[lldb-dev] Python object lifetimes affect the reliability of tests

Thu Oct 15 11:49:05 PDT 2015

it doesn't appear to be a bug in my implementation.  So it seems like
everyone has been experiencing this problem, but Windows it just made a big
difference because of the mandatory file locks.  From the Python
dcoumentation <https://docs.python.org/2/library/sys.html>,

This function returns a tuple of three values that give information about
the exception that is currently being handled. The information returned is
specific both to the current thread and to the current stack frame.

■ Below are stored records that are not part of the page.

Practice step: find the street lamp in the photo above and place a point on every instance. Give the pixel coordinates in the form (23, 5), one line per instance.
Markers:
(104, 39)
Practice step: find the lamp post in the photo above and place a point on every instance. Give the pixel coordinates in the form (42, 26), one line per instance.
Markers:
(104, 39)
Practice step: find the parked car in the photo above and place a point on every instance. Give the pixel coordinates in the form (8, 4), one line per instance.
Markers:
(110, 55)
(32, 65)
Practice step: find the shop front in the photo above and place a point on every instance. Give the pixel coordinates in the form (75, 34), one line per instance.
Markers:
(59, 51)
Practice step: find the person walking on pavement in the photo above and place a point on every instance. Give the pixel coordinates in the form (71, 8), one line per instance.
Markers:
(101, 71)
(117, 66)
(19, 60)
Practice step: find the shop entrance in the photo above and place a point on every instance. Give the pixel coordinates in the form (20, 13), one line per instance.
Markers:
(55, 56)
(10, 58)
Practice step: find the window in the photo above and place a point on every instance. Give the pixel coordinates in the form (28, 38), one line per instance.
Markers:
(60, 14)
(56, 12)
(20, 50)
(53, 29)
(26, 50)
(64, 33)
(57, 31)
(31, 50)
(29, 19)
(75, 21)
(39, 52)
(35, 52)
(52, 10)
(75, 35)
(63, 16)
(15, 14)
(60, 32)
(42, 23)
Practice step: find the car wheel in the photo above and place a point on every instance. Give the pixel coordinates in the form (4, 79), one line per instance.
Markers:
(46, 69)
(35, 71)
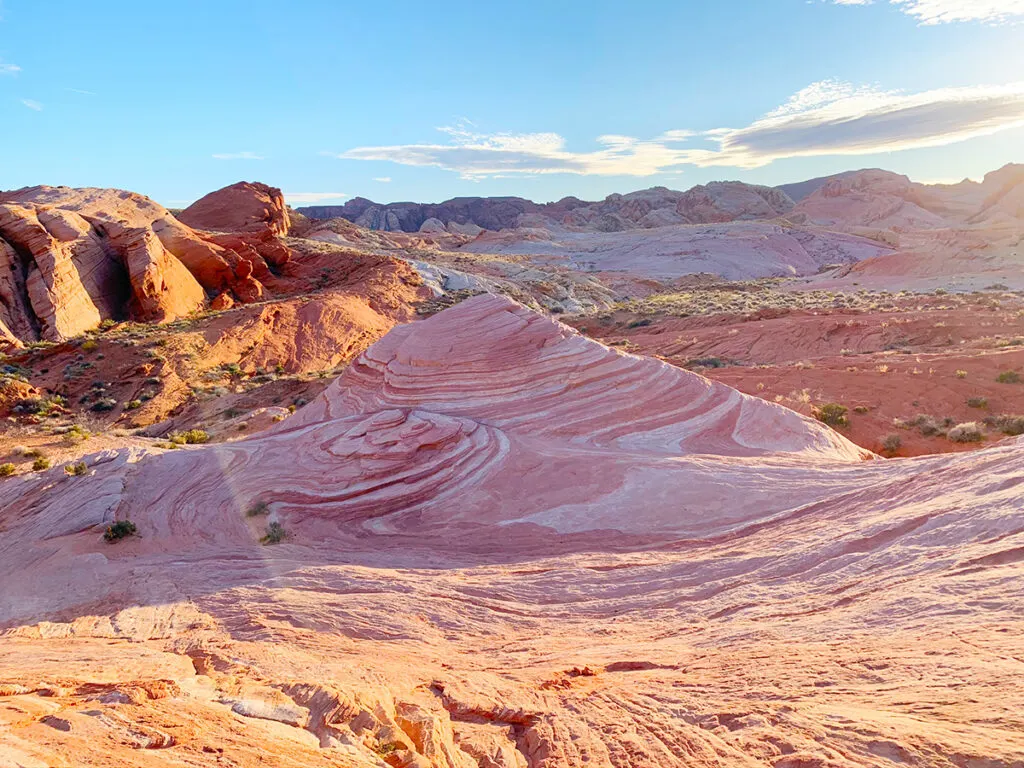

If the
current stack frame is not handling an exception, the information is taken
from the calling stack frame, or its caller, and so on until a stack frame
is found that is handling an exception. *Here, “handling an exception” is
defined as “executing or having executed an except clause.”* For any stack
frame, only information about the most recently handled exception is
accessible.

So within a given stack frame, if an exception has been handled before you,
then every frame and every variable reachable from that frame still has a
strong reference to it.

So it sounds like our solution of moving this exception handler into a
function or calling sys.exc_clear() is the right fix.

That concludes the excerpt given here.